What are you doing now and for whom?
I am a Goldman Sachs 10k small Biz business growth coach and provide organizations with employee training & professional development
What common challenges do you encounter as an OD Professional?
An unwillingness on the part of organizations to invest in their people, senior leadership’s inability to view their unconscious biases and a lack of business ownership empathy and emotional intelligence.
Tell us about your commitment to advancing a culture of success in organizations you work with.
I help organizations from start-up to established multinational corporations, non-profits, and Government agencies to chart a strategy for evolution in today’s five-generation American workplace to remain competitive given the tremendous accelerated pace of societal change
What methods, resources, or content does your team create and offer to allow for this type of transformation?
I work with my clients to identify where they are currently, where they want to go, and how to get there. This is most often done by defining, creating, and implementing employee-centric programs to release their people’s untapped potential. Several programs that I have developed for my clients include emotional intelligence, effective communications, relationship-building, teamwork, employee coaching/mentoring, reward and recognition, idea generation, critical thinking/creative problem-solving. I have worked with organizations to re-architect their talent acquisition programs and build diverse and inclusive workplaces by transforming their cultures from 20th Century profit focus to 21st-century employee empowerment.
In what ways does OD work take into consideration the whole individual in experiencing growth and learning?
The employee is the heart of any organization. The challenge is to work with individuals who own and run organizations to adapt their own mindsets and approaches to organizational that lead them away from outdated failed processes of control and asset allocation to employee empowerment and engagement/ This is the heart of my book: “The Compassionate Organization” where I spent five years researching the characteristics and attributes that all great organizations share. And the one consistent universal characteristic is compassionate cultures.
How do you and your clients measure those results? Can you share a specific example?
We conduct employee-based ROIs (considered Human capital audits) to identify the skills, expertise, knowledge, training, and education that each employee possesses that they are empowered to use in determining their own work. These assessments are in actuality employee autonomy audits.
Of the various business transformation initiatives that you’ve spearheaded, how did you get the ball rolling? You go on client active listening tours. Speak to ownership/leadership, the management ranks, then front line staff. I then integrate my finding s by speaking with their clients, vendors, partners, suppliers. I interview their key stakeholders. But at the heart of everything that I do to help organizations transition, is a singular focus on their employees, not just full-time staff but temporary employees, contract workers…everybody.

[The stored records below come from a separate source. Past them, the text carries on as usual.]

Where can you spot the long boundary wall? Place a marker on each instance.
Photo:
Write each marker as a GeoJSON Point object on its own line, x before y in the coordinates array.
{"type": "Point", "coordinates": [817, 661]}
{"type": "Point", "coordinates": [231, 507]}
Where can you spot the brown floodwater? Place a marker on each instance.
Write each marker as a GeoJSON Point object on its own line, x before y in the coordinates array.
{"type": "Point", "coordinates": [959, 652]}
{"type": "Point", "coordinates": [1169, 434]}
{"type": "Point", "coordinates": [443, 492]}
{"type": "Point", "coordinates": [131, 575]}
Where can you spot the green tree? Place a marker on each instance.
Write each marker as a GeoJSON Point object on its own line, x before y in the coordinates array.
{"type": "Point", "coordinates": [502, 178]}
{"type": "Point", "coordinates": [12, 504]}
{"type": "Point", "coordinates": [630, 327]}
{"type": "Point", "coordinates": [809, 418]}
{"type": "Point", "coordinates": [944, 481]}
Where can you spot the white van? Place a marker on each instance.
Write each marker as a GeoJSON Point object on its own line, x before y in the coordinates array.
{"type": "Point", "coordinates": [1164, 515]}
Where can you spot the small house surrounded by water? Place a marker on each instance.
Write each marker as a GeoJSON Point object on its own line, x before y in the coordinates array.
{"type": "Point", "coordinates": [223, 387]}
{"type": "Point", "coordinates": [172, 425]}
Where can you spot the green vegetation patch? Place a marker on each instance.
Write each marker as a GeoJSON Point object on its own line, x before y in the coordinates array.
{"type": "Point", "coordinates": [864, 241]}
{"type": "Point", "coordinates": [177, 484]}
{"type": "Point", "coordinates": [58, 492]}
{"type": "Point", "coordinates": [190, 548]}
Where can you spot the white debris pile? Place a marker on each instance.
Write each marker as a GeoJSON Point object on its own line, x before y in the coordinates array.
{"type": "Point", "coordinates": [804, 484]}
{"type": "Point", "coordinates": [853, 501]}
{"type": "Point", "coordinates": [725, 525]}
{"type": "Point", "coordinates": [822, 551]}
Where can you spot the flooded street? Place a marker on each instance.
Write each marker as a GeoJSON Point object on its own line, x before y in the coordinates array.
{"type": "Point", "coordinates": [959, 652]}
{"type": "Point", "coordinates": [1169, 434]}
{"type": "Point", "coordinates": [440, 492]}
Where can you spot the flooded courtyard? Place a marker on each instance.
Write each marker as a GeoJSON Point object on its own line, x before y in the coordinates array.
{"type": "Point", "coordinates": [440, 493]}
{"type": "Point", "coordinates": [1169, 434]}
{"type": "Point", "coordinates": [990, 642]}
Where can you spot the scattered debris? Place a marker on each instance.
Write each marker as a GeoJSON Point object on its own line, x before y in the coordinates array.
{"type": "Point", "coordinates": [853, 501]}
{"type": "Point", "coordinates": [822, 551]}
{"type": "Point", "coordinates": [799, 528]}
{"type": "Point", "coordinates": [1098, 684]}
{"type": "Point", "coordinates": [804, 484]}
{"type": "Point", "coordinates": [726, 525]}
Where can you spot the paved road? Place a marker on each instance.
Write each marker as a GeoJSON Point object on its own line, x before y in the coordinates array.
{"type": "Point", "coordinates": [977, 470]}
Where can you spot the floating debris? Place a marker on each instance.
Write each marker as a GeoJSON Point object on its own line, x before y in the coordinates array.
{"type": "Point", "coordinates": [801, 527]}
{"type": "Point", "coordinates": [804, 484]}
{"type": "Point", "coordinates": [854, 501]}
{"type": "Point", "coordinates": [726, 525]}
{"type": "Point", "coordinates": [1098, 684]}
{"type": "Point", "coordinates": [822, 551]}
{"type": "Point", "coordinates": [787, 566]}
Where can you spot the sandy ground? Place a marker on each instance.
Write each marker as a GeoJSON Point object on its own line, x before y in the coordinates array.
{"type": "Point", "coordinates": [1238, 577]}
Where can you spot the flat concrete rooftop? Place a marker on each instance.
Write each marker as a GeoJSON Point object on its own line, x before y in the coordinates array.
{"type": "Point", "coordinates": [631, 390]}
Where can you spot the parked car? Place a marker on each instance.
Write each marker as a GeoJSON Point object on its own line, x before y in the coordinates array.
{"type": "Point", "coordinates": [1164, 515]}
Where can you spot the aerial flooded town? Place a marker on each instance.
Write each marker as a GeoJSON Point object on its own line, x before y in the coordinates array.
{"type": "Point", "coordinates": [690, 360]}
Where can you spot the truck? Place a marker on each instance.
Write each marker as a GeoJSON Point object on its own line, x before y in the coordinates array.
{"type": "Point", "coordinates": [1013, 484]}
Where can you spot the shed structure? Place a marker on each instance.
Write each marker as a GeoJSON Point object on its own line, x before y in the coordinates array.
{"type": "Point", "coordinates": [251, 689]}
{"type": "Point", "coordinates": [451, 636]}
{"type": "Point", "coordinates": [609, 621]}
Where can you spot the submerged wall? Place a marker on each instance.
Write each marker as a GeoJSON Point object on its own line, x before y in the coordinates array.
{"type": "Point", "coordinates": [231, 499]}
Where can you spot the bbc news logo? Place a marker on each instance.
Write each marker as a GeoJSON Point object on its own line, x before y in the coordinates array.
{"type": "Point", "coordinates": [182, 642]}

How do you sell your ideas to senior leaders in the organization?
By throwing back the curtains that blind them to the realities of their organization, how it engages or fails to empower its people and the tremendous gains that can be made by tapping into the riches of talents their people possess that they are not leveraging for lasting competitive advantage.
How have you been able to position yourself as a trusted advisor either internally or externally as an OD Professional?
I really do possess a fairly unique and unmatched background. I spent the first 23 years of my career in corporate America in a number of marketing and product management roles. I have taught business courses on leadership, ethics, organizational behavior, etc. at 9 NY/NJ Universities, and conducted career exploration and workforce readiness talks at over 50 colleges & Universities. I am a Marion Ewing Kaufman Foundation Growth venture trained coach and a business coach for the Goldman Sachs 10k small business program.
I spent the first 5 years in my practice as a career coach, and my first book was “Bulletproof your career in a turbulent time.” I have since then pivoted my focus over the last five years to provide organizational development coaching and strategic business consulting to 250+ organizations including the Fortune 500 (Calvin Klein, JNJ, Goldman Sachs, etc.), family-run businesses, start-up’s as well as over 100 non-profits, Gov’t agencies.
Organizational transformation often takes months and years. How do you maintain momentum for such a long period?
As you’re undertaking a transformation, how do you spread the word about what’s happening within the organization? I work with the power brokers to develop a 365-day communication editorial calendar with an action plan and a pre-funded budget. We go inside and outside the organization but ALWAYS with an emphasis on full and complete transparency in communicating with employees. No organization has EVER gotten into trouble for communicating its vision, mission, values, and employee-driven OD initiatives too much.
Do you have any final lessons that you’d like to share?
Start small…think big…begin now. Apply a ready, fire, aim approach. Always, always engage your people in meaningful discussions. Stop hiring for job descriptions, get rid of those destructive performance reviews, understand that people are really bad at evaluating others, start seeking superhero qualities. Hire the best attributes and you can always train those superstars on how to get the work done. Management is a dirty word in my book. Management is a leftover vestige of a bygone 20th century with a destructive focus on profits. Work with organizations to shift their focus to their people. Start understanding, learning and then training our 21st-century transformational leaders.